Then there is the ominous fact that any Iraqi who cooperates with the US can assume that his life is in danger. Policemen who help the Americans are risking getting their cars blown up and their homes shot at. Many Iraqis face the choice between resisting the occupiers and being killed, or going along with the occupiers and being killed. This impossible situation is not abating; indeed, it is getting worse by the day.

The new Iraqi Governing Council met only in an area of central Baghdad that is heavily secured by US troops with guns. A cleric got up to announce that “the establishment of this council is an expression of the national Iraqi will,” but this is sheer fantasy. As the New York Times pointed out, “a majority of the new Council members are drawn from the ranks of Iraqi opposition leaders in exile and Kurdish leaders from northern Iraq.” In short, these were people who cheered the very invasion — and the preceding deadly sanctions — that has led to the existing wreckage. Their only point of unity is their willingness to take a check signed by the US government.

Imagine what US citizens would think about being governed by a handful of stooges appointed by an invading foreign army that destroyed life as we knew it, and currently maintained a rule of martial law!

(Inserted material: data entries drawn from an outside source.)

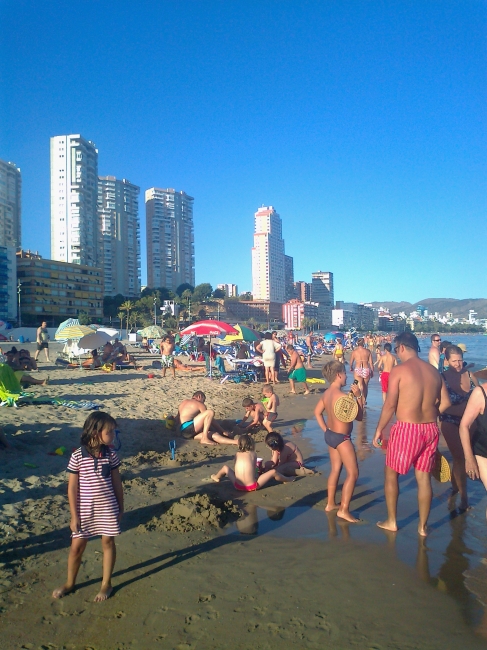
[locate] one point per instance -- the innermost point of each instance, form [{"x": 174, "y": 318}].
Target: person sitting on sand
[
  {"x": 243, "y": 478},
  {"x": 337, "y": 437},
  {"x": 95, "y": 496},
  {"x": 253, "y": 410},
  {"x": 297, "y": 371},
  {"x": 196, "y": 422},
  {"x": 286, "y": 456}
]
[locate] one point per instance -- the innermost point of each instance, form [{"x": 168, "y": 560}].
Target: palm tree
[{"x": 127, "y": 306}]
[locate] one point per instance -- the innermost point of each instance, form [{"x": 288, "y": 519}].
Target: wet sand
[{"x": 283, "y": 573}]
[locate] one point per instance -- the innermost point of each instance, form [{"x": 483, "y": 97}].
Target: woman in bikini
[{"x": 460, "y": 384}]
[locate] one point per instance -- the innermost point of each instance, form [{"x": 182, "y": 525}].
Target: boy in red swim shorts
[{"x": 417, "y": 395}]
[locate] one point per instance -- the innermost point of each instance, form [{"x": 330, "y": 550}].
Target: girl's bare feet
[
  {"x": 62, "y": 591},
  {"x": 103, "y": 594}
]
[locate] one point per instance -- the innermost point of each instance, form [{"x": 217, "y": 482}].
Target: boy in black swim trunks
[{"x": 337, "y": 437}]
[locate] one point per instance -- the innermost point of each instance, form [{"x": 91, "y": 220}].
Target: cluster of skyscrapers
[{"x": 95, "y": 224}]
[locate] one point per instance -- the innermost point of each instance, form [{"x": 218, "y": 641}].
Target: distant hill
[{"x": 459, "y": 308}]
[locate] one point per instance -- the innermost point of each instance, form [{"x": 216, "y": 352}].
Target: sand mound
[{"x": 198, "y": 512}]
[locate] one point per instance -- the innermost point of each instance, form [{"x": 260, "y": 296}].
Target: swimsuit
[
  {"x": 456, "y": 398},
  {"x": 186, "y": 429},
  {"x": 246, "y": 488},
  {"x": 412, "y": 444},
  {"x": 384, "y": 381},
  {"x": 333, "y": 439},
  {"x": 479, "y": 438}
]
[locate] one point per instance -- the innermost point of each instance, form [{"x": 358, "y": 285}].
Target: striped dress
[{"x": 97, "y": 504}]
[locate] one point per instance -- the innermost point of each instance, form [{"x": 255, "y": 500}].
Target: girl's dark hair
[
  {"x": 93, "y": 426},
  {"x": 275, "y": 441}
]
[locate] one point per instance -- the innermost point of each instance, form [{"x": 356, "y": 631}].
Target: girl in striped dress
[{"x": 95, "y": 499}]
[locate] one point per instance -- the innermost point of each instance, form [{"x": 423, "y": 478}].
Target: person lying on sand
[
  {"x": 196, "y": 422},
  {"x": 286, "y": 456},
  {"x": 243, "y": 478}
]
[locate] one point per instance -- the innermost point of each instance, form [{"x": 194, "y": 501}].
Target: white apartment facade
[
  {"x": 170, "y": 238},
  {"x": 75, "y": 232},
  {"x": 268, "y": 265},
  {"x": 118, "y": 209},
  {"x": 10, "y": 204}
]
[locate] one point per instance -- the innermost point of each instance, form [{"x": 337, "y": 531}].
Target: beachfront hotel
[
  {"x": 118, "y": 209},
  {"x": 170, "y": 238},
  {"x": 268, "y": 258},
  {"x": 75, "y": 234}
]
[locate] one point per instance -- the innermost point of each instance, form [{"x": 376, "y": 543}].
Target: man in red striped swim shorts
[{"x": 417, "y": 395}]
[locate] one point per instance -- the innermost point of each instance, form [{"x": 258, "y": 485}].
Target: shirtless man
[
  {"x": 309, "y": 353},
  {"x": 362, "y": 365},
  {"x": 195, "y": 422},
  {"x": 434, "y": 353},
  {"x": 384, "y": 365},
  {"x": 167, "y": 358},
  {"x": 297, "y": 371},
  {"x": 417, "y": 395}
]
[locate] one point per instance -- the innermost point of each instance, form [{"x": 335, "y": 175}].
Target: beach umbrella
[
  {"x": 244, "y": 334},
  {"x": 94, "y": 340},
  {"x": 152, "y": 332},
  {"x": 209, "y": 328},
  {"x": 73, "y": 332},
  {"x": 67, "y": 323}
]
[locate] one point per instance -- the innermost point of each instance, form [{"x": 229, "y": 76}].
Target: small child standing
[
  {"x": 271, "y": 404},
  {"x": 95, "y": 499},
  {"x": 286, "y": 456},
  {"x": 243, "y": 478},
  {"x": 253, "y": 410},
  {"x": 337, "y": 437}
]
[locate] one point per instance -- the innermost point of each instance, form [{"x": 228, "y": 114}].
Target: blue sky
[{"x": 362, "y": 123}]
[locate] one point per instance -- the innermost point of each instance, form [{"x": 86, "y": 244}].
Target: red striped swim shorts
[{"x": 412, "y": 445}]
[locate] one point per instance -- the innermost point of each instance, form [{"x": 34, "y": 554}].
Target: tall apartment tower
[
  {"x": 118, "y": 209},
  {"x": 268, "y": 265},
  {"x": 75, "y": 228},
  {"x": 170, "y": 238},
  {"x": 322, "y": 292},
  {"x": 10, "y": 204}
]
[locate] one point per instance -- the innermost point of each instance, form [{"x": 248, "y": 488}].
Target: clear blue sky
[{"x": 362, "y": 123}]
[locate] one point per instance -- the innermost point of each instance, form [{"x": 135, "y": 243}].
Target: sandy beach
[{"x": 199, "y": 564}]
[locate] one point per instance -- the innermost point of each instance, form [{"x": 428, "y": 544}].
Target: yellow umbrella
[{"x": 73, "y": 332}]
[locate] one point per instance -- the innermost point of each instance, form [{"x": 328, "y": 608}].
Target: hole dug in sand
[{"x": 197, "y": 512}]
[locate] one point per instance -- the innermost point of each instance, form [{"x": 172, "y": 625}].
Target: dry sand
[{"x": 181, "y": 581}]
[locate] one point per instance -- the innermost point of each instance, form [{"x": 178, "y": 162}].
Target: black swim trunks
[{"x": 333, "y": 439}]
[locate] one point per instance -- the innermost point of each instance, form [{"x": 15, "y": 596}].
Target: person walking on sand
[
  {"x": 363, "y": 367},
  {"x": 42, "y": 338},
  {"x": 337, "y": 437},
  {"x": 417, "y": 395},
  {"x": 95, "y": 500},
  {"x": 385, "y": 364},
  {"x": 167, "y": 356},
  {"x": 297, "y": 371},
  {"x": 196, "y": 422},
  {"x": 434, "y": 351}
]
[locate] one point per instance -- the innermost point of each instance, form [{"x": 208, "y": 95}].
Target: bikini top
[{"x": 456, "y": 398}]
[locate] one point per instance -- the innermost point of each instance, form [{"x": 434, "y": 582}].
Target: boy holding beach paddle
[{"x": 341, "y": 410}]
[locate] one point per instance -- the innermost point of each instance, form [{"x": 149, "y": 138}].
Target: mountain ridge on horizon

One might think that the US would try to disguise all this. Instead, it had the Governing Council act first to ban (not just abolish but ban!) six national holidays that were associated with Saddam’s rule. It imposed a new one, April 9, the day Baghdad fell to the invader, and Saddam’s statue was pulled down by a Humvee. Now, if the US were so confident that it had liberated this country, why would it need to outlaw former holidays? Why do US administrators believe that Iraqis would desire to celebrate them anyway?

So far, all the Bush administration has done, besides put in place a puppet council and attempt to kill off political competition, is issue propaganda about the glorious Iraqi utopia to come. Here, for example, is Paul Bremer’s economic plan for Iraq:

The coalition recognizes the urgency of marrying economic well-being to political freedom…. We are pouring resources into re-establishing basic services and creating jobs. Our economic reform plan will entail a major shift of capital from the value-destroying state sector to private firms. We are also creating a social safety net for any resulting disruptions. And we believe that a method should be found to assure that every citizen benefits from Iraq’s oil wealth. One possibility would be to pay social benefits from a trust financed by oil revenues. Another could be to pay an annual cash dividend directly to each citizen from that trust.

Now, it would be possible to undertake privatization, and this would certainly be the best course of action, but that would require relinquishing US control of the most valuable resources in the country. That is not going to happen. As for the “social safety net,” most people don’t have electricity or clean water to drink. The idea of a national pension plan isn’t really the first concern. As for the proposal to use oil revenues to fund utopia, it is, again, sheer fantasy. Revenues don’t build civilization; only capital investment and private ownership does that.

And while we await the Manna from Heaven of oil revenues, never forget that it is the American people who are paying the bills right now. The cost of the occupation is running at twice the estimate from April — $4 billion per month instead of $2 billion per month. And that is what we know about now. The full damage caused by the biggest-spending administration since LBJ is far from being reported. The American people will be paying the bills for decades.

Even on this point, the administration can’t stop lying. When Donald Rumsfeld appeared on Meet the Press, he claimed that the former $2 billion figure was just an estimate by the New York Times. Caught in his false claim, he reversed himself 30 minutes later when appearing on This Week. Nowadays, everything said by the administration concerning Iraq — from the top down — is being parsed by the press, which can no longer assume that anything they say resembles the truth.

Whenever Rumsfeld is confronted with a line of questioning he doesn’t like, he declares: “End of Story.” But one can’t make reality go away just be announcing that it is gone. The Iraqi mess is not going away. It may be on the verge of bringing down the Bush administration. The outrage against what these people have done, both to Iraq and to the United States, will become part of the history books. Contrary to what the Bush administration thinks, it is not possible for government to invent its own reality.